Wenn Internetunternehmen und Beschwerdehotlines beteiligt sind, macht dies auch deutlich: Kinderschutz reicht weit über die Arbeit der Systeme hinaus, die darauf spezialisiert sind. Kinderschutz ist eine Aufgabe der ganzen Gesellschaft.

Wenn jedes Kind unter Bedingungen aufwächst, die es schützen und in seiner Persönlichkeit stärken, ist das Gewaltprävention. Dafür setze ich mich in der Politik ein.

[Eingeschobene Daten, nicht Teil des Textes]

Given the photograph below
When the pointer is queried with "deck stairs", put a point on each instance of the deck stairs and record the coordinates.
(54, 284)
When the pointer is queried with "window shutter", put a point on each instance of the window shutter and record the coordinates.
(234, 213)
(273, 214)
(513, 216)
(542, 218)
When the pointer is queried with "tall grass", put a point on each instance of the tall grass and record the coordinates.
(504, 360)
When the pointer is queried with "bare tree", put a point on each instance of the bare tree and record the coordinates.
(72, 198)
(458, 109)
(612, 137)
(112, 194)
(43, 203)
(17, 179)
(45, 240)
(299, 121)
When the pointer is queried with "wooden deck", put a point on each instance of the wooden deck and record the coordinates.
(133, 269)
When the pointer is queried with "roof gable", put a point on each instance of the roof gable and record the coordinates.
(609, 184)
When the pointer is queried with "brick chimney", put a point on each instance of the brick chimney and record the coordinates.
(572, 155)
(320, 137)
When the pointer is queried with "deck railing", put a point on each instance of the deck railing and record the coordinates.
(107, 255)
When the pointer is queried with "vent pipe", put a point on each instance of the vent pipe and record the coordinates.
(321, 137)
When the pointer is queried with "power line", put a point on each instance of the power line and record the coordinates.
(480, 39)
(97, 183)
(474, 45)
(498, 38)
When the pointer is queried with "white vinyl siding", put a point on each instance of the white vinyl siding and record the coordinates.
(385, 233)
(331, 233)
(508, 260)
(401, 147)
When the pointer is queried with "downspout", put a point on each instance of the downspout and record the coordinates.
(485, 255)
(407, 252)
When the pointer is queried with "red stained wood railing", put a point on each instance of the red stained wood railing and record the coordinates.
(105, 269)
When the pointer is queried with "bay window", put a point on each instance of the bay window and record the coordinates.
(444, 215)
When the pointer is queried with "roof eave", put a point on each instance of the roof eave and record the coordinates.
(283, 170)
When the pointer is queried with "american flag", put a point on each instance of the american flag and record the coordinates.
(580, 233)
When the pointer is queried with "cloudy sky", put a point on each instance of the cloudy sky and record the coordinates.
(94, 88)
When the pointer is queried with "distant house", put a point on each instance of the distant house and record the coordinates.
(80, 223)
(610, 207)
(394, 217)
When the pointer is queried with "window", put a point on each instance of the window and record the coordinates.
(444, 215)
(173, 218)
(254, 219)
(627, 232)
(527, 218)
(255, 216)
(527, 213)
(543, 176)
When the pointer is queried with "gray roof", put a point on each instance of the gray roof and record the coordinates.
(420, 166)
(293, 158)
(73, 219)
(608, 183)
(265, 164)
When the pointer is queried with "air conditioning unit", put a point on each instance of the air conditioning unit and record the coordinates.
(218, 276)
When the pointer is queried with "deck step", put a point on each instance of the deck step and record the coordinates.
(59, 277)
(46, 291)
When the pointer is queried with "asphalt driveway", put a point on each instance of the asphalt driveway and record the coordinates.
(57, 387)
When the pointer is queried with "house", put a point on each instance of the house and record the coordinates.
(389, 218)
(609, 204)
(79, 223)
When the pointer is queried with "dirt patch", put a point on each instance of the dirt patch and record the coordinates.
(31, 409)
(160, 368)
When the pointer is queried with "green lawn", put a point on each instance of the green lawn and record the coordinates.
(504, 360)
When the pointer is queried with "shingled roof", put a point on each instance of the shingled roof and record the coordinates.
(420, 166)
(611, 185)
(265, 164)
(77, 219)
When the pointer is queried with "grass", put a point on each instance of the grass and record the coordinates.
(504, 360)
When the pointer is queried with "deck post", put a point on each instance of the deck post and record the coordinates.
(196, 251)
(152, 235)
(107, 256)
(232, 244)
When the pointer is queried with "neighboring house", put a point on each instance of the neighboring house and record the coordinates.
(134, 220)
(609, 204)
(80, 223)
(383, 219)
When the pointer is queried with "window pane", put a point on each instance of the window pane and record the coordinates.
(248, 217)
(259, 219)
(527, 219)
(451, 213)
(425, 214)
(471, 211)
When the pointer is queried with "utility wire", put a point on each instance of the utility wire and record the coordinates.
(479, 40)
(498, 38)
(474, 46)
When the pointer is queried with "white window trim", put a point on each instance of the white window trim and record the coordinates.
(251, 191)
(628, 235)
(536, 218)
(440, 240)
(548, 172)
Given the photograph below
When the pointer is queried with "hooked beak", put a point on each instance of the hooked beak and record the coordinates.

Wie gesagt: Es gibt für mich als Kinderministerin keine wichtigere Aufgabe als den Schutz von Kindern und Jugendlichen vor sexueller Gewalt. Ich weiß, dass Sie das gleiche Ziel haben.

Kinderschutz gelingt nur, wenn alle mitmachen. Jeder an seiner Stelle, jede in ihrem Bereich. Aber abgestimmt und gemeinsam. Das ist das Anliegen meines Gesamtkonzepts. Tun wir gemeinsam etwas! Denn es geht nur gemeinsam.

Gemeinsam gegen sexuelle Gewalt, gemeinsam gegen Missbrauch.